Satirical Nobel Prizes: Cows as Zebras and Decades of Nail Growth Tracking

  • 2025-09-20 10:27:00

One of this year's IG (Satirical) Nobel Prizes was awarded for an experiment in which cows were painted to look like zebras in order to curb the number of fly bites.

Among the winners is a project that attempted to prove whether adding Teflon to food reduces calorie intake.

A study that analyzed "the extent to which a particular species of lizard chooses to eat certain types of pizza" and "discoveries about the physics of pasta sauce" were also awarded.

Winners in categories ranging from literature to biology were announced at a ceremony at Boston University on September 18th.

"Every Ig Nobel laureate has done something that first makes people laugh and then makes them think," said Mark Abrahams, founder of the awards.

The annual Ig Nobel Prizes are intended as a satire of the more serious Nobel Prize for science and are not as well known, but the research is real.

The Ig Nobel Prizes have been awarded for more than three decades by the American science humor magazine Annals of Incredible Research. (Annals of Improbable Research) for trivial and fun scientific achievements.

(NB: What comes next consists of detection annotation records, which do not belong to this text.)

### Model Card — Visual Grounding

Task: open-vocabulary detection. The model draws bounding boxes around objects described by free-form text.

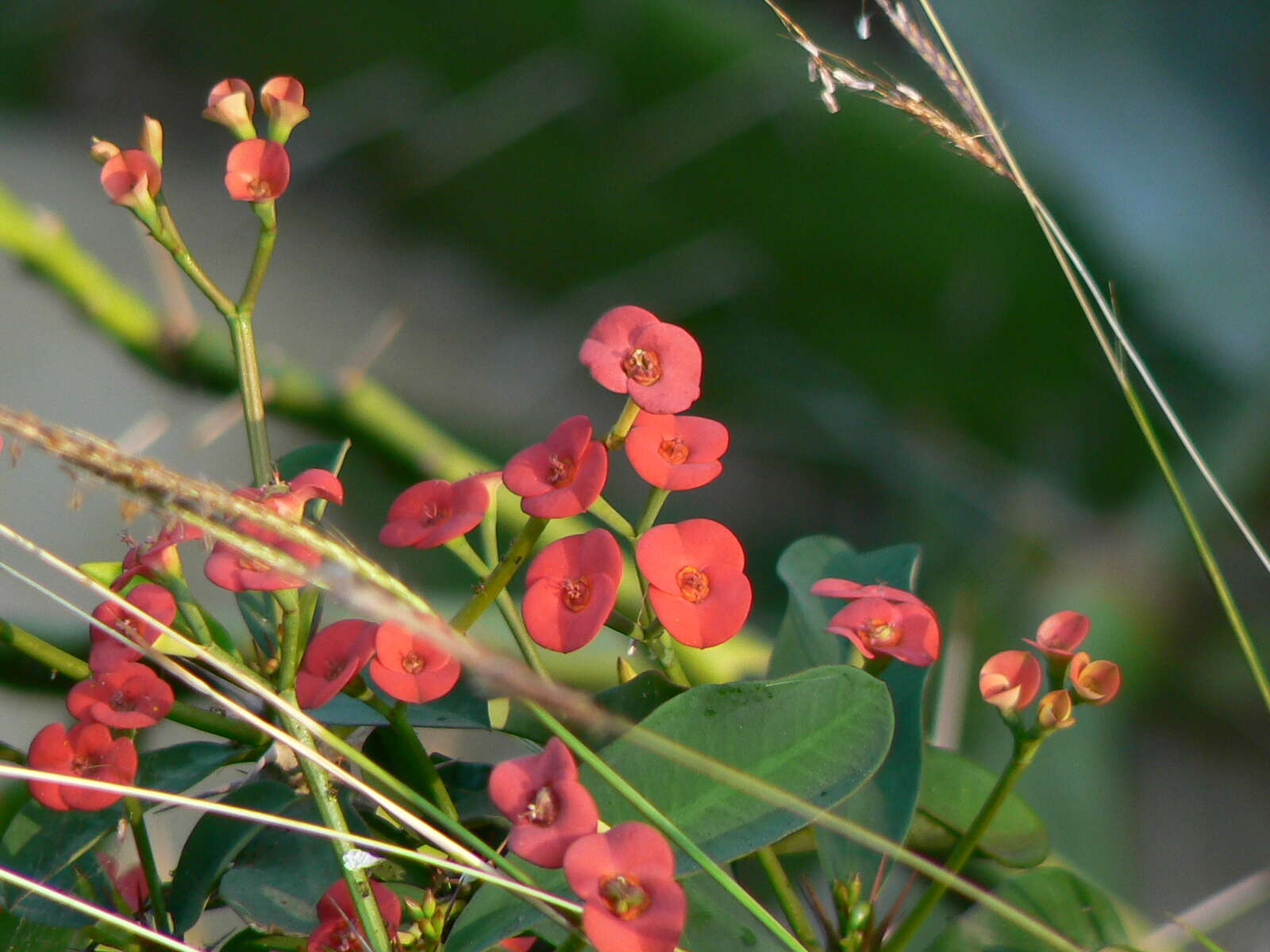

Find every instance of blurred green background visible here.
[0,0,1270,948]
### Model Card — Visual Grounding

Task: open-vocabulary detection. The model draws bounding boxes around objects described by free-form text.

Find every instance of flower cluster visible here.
[979,611,1120,731]
[489,738,687,952]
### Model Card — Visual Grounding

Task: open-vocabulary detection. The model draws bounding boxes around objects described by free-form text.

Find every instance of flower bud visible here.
[979,651,1041,713]
[203,79,256,140]
[260,76,309,144]
[141,116,163,169]
[1067,651,1120,704]
[87,136,119,165]
[1037,690,1076,731]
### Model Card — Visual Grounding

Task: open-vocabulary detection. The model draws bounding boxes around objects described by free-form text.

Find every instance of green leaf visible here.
[767,536,921,678]
[908,747,1049,868]
[931,866,1126,952]
[0,741,237,927]
[167,781,298,933]
[221,797,370,933]
[446,665,891,952]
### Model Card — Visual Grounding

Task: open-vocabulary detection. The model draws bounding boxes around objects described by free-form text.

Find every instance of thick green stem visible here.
[883,736,1043,952]
[0,618,267,747]
[754,846,821,952]
[449,516,548,632]
[123,797,173,935]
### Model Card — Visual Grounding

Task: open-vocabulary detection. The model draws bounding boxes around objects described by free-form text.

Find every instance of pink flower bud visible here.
[260,76,309,144]
[203,79,256,140]
[1067,651,1120,704]
[1037,690,1076,731]
[979,651,1041,713]
[225,138,291,202]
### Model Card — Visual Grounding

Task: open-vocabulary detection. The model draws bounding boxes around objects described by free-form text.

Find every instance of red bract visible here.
[635,519,752,647]
[564,823,688,952]
[1024,612,1090,660]
[523,529,622,651]
[66,662,174,730]
[578,305,701,414]
[102,148,163,208]
[87,584,176,674]
[296,618,379,708]
[203,470,344,592]
[979,651,1041,712]
[309,880,402,952]
[371,622,461,704]
[503,416,608,519]
[27,724,137,810]
[225,138,291,202]
[203,79,256,138]
[379,472,502,548]
[626,411,728,490]
[489,738,599,868]
[811,579,940,666]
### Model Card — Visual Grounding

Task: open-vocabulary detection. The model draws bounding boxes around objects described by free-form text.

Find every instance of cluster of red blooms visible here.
[379,306,752,651]
[979,612,1120,731]
[91,76,309,225]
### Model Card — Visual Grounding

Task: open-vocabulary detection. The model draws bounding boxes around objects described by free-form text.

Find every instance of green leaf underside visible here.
[931,867,1126,952]
[220,796,370,933]
[0,741,235,927]
[908,747,1049,868]
[446,665,891,952]
[167,781,298,933]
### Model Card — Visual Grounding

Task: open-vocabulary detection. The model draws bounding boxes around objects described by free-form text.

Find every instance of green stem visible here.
[449,516,548,632]
[446,536,550,681]
[123,797,173,935]
[525,702,808,952]
[0,618,267,747]
[279,688,392,952]
[883,736,1043,952]
[754,846,821,952]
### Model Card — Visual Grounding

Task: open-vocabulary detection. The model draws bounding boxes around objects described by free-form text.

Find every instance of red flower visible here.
[225,138,291,202]
[296,618,379,708]
[203,470,344,592]
[489,738,599,869]
[66,662,174,730]
[979,651,1041,713]
[811,579,940,666]
[578,305,701,414]
[260,76,309,144]
[503,416,608,519]
[626,411,728,490]
[27,724,137,810]
[371,622,462,704]
[564,821,688,952]
[309,880,402,952]
[379,472,502,548]
[102,148,163,208]
[1024,612,1090,660]
[635,519,752,647]
[87,582,176,674]
[203,79,256,138]
[523,529,622,651]
[1067,651,1120,706]
[110,522,203,592]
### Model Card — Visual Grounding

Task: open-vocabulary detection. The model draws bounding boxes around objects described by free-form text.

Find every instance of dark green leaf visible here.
[167,781,298,933]
[908,747,1049,867]
[931,867,1126,952]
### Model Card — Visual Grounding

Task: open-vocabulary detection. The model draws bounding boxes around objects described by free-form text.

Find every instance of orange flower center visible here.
[560,575,591,612]
[599,876,652,920]
[521,785,560,827]
[548,453,578,489]
[675,565,710,605]
[656,436,688,466]
[622,347,662,387]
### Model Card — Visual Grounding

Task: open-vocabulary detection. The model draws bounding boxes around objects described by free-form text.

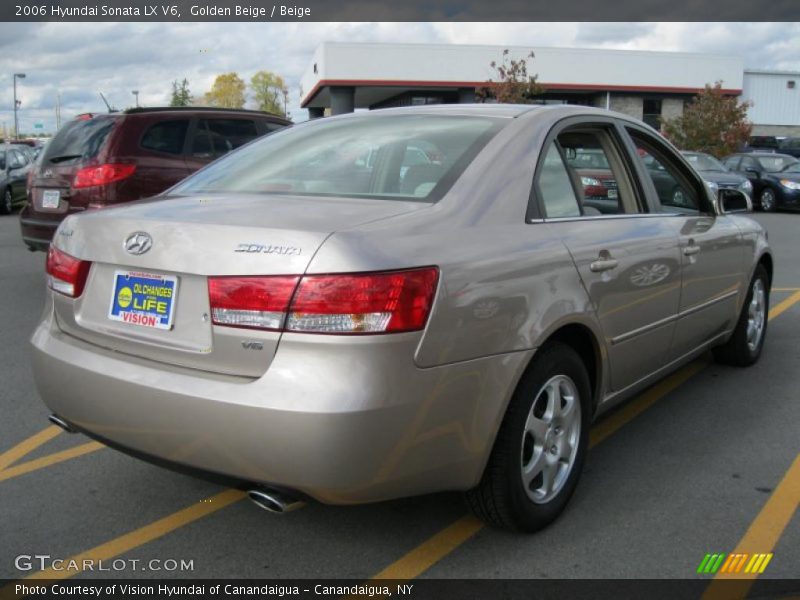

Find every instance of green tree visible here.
[169,78,192,106]
[663,81,753,158]
[205,72,245,108]
[250,71,287,115]
[475,49,545,104]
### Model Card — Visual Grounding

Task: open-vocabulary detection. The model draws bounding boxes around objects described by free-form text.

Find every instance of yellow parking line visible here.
[769,291,800,321]
[362,290,800,580]
[10,290,800,591]
[21,489,245,588]
[0,442,105,481]
[702,454,800,600]
[0,425,63,471]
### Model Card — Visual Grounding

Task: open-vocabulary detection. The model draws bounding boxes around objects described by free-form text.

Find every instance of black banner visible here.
[0,0,800,22]
[0,578,800,600]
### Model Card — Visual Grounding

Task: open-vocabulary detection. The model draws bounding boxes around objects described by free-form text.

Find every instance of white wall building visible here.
[301,42,744,127]
[742,69,800,136]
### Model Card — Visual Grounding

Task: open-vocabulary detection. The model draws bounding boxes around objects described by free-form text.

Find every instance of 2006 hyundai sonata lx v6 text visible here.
[32,105,773,531]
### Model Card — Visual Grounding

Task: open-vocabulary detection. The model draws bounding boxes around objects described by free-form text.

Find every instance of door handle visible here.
[589,258,619,273]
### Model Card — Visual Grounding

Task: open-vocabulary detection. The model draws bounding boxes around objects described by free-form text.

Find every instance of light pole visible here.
[14,73,25,139]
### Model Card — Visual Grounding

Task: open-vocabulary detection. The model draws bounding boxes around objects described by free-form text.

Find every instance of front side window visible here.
[173,115,506,201]
[536,142,581,219]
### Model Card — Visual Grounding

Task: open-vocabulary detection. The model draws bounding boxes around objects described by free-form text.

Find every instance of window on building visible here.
[642,98,661,131]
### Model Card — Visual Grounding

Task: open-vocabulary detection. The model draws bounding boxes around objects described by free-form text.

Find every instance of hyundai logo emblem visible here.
[124,231,153,254]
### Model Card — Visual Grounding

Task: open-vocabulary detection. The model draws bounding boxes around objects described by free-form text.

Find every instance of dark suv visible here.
[20,107,290,250]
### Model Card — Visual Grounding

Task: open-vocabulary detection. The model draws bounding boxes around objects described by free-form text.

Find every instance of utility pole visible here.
[14,73,25,139]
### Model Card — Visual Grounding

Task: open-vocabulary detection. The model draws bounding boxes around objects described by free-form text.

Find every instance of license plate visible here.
[108,271,178,329]
[42,190,61,208]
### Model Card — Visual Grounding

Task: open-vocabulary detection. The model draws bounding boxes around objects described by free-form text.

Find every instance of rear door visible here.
[627,127,749,359]
[135,114,191,198]
[535,119,680,391]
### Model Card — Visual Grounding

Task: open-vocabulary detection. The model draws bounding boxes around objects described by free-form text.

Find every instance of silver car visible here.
[32,105,773,531]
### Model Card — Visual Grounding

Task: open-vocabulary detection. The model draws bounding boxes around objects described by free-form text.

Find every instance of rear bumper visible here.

In previous years, winners received a trillion Zimbabwean dollar note, but "due to inflation" this year everyone received a wet wipe, said Karen Hopkin, a biochemist and creator of the "Science Study Muffins" calendar.

Researchers from America and Israel, winners of the chemistry prize, wanted to determine whether Teflon, which is commonly used to coat the bottom of pans or pots against sticking, increases the volume of food without changing the amount of calories.

The initial theory was that the material would pass through the digestive system and then simply slip out.

The US food regulator was confused by the "strange" idea, said Rotem Naftalovich of Rutgers University in New Jersey and one of three researchers involved in the project.